Thanks for Sharing, directed by Stuart Blumberg
Of course, Jon's porn addiction doesn't seem like much of an addiction. If he white-knuckles his way to sobriety, there's a lot of tape on his knuckles. But were he to quit the accepted way, he might have wound up in one of the group sessions in Thanks for Sharing. This is a romantic dramedy about the day-to-day lives of sex addicts, and if there's ambition here, it comes from turning disturbing material cute. For an hour or so, you don't mind. The movie focuses on three New Yorkers, played by Tim Robbins, Mark Ruffalo, and Josh Gad. Each man is at a different stage of recovery (Robbins sponsors Ruffalo; Ruffalo sponsors Gad), and the suspense is generated by whether they'll be able to stay on the wagon.
Ruffalo starts seeing Gwyneth Paltrow, a breast cancer survivor who has a no-addicts policy. Robbins and his wife (Joely Richardson) are coping with the return of their addict son (Patrick Fugit). And Gad happens to have mommy issues. The film bops along, manufacturing scenarios that come to an automatic head. Stuart Blumberg directed and co-wrote this movie (he also co-wrote The Kids Are Alright), and you get the sense that he was taken with how addicts talk among themselves. The group meetings are always the strongest scenes in the film; most of the other dialogue is bad banter.

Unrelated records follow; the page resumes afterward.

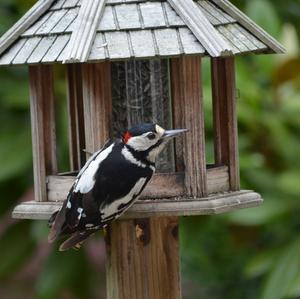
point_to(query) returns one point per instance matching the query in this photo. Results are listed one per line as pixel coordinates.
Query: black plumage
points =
(108, 184)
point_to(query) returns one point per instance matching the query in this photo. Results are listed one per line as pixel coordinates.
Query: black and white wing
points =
(66, 220)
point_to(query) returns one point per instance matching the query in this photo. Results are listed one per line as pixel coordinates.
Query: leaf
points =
(16, 247)
(294, 291)
(260, 263)
(263, 214)
(285, 270)
(15, 152)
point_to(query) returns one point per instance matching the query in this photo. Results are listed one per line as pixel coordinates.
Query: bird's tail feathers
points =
(56, 223)
(75, 240)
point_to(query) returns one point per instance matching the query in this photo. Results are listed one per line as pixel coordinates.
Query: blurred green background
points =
(254, 253)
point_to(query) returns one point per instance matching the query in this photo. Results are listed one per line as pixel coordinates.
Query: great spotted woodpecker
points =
(109, 183)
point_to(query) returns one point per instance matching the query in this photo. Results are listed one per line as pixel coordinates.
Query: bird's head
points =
(149, 139)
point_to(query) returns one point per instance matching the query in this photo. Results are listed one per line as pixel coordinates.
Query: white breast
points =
(86, 181)
(112, 208)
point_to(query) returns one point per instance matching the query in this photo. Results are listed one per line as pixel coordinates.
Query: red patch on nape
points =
(126, 136)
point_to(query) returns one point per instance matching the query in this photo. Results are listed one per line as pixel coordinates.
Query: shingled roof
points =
(96, 30)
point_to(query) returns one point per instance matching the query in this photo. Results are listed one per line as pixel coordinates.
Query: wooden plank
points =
(152, 14)
(220, 16)
(56, 49)
(214, 204)
(188, 113)
(250, 25)
(117, 45)
(47, 26)
(42, 48)
(189, 42)
(225, 118)
(99, 49)
(258, 44)
(172, 16)
(9, 56)
(58, 4)
(82, 39)
(142, 43)
(226, 32)
(65, 22)
(167, 42)
(243, 39)
(70, 3)
(26, 50)
(76, 118)
(128, 16)
(24, 23)
(43, 127)
(143, 259)
(206, 34)
(162, 185)
(107, 21)
(32, 29)
(96, 82)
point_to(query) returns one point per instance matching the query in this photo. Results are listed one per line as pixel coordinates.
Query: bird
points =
(109, 183)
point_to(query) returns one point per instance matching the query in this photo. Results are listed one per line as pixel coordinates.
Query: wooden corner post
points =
(76, 116)
(42, 109)
(225, 118)
(188, 113)
(142, 254)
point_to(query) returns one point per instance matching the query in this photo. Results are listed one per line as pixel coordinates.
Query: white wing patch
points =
(86, 181)
(112, 208)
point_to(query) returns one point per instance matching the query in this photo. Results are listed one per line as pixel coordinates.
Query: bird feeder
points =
(129, 61)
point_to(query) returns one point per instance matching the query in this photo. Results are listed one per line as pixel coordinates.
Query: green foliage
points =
(249, 254)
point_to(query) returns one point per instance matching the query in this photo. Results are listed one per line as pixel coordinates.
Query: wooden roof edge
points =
(200, 26)
(82, 38)
(250, 25)
(32, 15)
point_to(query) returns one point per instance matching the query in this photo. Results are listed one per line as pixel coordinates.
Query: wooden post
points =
(142, 255)
(76, 116)
(42, 127)
(143, 259)
(188, 113)
(96, 86)
(225, 119)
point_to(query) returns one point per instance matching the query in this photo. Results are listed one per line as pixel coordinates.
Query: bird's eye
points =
(151, 136)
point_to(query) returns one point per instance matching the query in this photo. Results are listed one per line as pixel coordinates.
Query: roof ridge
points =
(250, 25)
(32, 15)
(82, 38)
(203, 30)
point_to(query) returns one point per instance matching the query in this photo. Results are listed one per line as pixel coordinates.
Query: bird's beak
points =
(173, 133)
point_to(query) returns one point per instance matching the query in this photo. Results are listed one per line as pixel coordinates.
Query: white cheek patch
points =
(86, 182)
(160, 131)
(112, 208)
(141, 143)
(154, 153)
(129, 157)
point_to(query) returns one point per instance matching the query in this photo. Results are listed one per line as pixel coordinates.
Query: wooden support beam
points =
(225, 118)
(188, 113)
(158, 277)
(42, 127)
(76, 118)
(97, 102)
(213, 204)
(143, 259)
(162, 185)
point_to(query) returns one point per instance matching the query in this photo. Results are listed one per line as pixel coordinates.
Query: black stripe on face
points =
(141, 155)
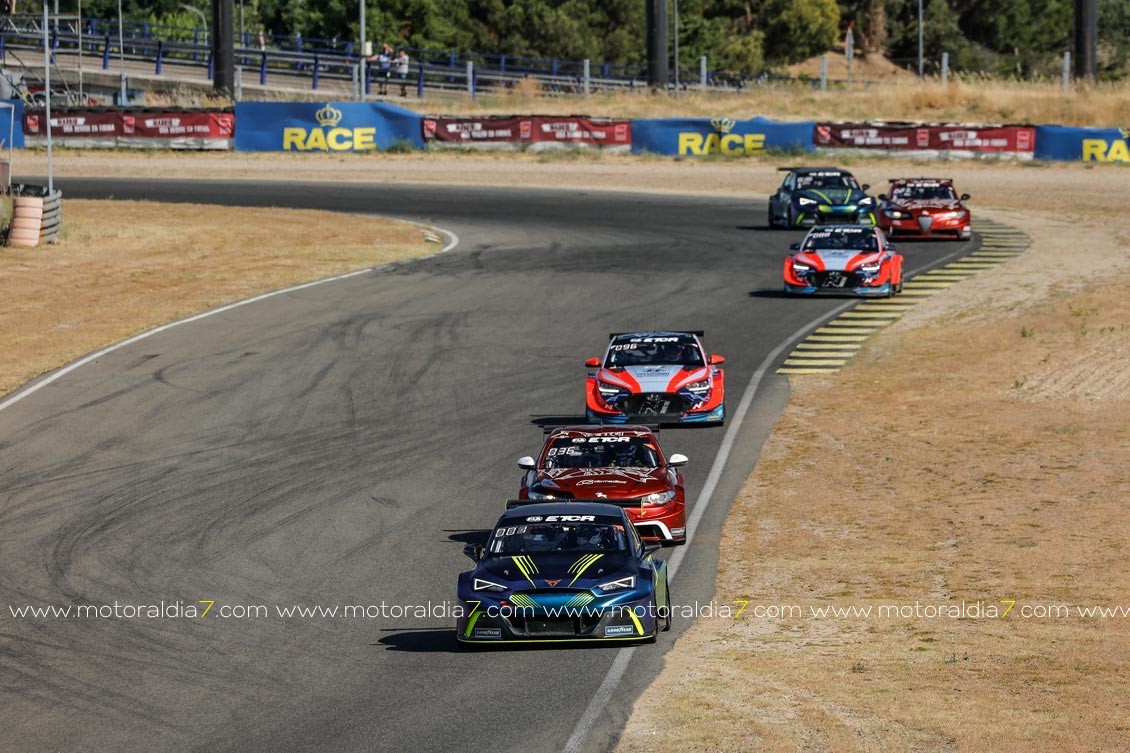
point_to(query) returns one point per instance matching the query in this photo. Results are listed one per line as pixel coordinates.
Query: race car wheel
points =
(667, 621)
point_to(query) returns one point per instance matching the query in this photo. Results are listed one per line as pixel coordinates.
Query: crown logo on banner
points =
(328, 117)
(722, 124)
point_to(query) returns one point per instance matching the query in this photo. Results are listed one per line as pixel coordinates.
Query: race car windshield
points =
(829, 180)
(601, 452)
(916, 192)
(675, 351)
(537, 537)
(851, 239)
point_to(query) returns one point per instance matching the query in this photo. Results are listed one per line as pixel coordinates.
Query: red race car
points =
(620, 466)
(924, 207)
(655, 378)
(843, 260)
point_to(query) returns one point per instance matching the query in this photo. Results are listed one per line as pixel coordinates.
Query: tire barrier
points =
(35, 218)
(52, 219)
(26, 221)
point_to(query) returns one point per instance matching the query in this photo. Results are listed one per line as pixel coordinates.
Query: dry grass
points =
(125, 267)
(970, 100)
(989, 465)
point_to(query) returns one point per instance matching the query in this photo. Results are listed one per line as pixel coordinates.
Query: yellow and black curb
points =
(832, 345)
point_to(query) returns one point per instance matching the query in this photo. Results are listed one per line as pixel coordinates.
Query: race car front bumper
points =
(866, 291)
(929, 227)
(657, 408)
(515, 621)
(832, 215)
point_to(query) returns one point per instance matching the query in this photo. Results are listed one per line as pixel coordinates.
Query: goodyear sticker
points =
(619, 630)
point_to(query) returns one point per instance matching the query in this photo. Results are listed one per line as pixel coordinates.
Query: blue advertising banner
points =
(1083, 144)
(324, 127)
(702, 136)
(15, 109)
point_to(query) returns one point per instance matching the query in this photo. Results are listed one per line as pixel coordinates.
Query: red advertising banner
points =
(176, 129)
(533, 130)
(932, 137)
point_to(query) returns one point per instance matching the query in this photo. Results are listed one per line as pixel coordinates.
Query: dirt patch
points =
(985, 472)
(124, 267)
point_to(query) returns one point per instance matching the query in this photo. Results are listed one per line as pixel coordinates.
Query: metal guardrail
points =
(304, 69)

Eventually, the weak comedy dissipates and the film turns dark, and you realize the early scenes are actually insufferable. They seem falsely happy. Even though that transition doesn't improve the writing (is everyone really threatening to fall off the wagon at the same time?), it does give every performance — including a good, loose one by Alecia Moore, a.k.a. Pink — somewhere honest to go. Fugit is especially ferocious with a part that seemed like a device. The candor in this film has such a serious kick that you don't know why Blumberg wastes so much time trying to get us to laugh at it. It's not funny.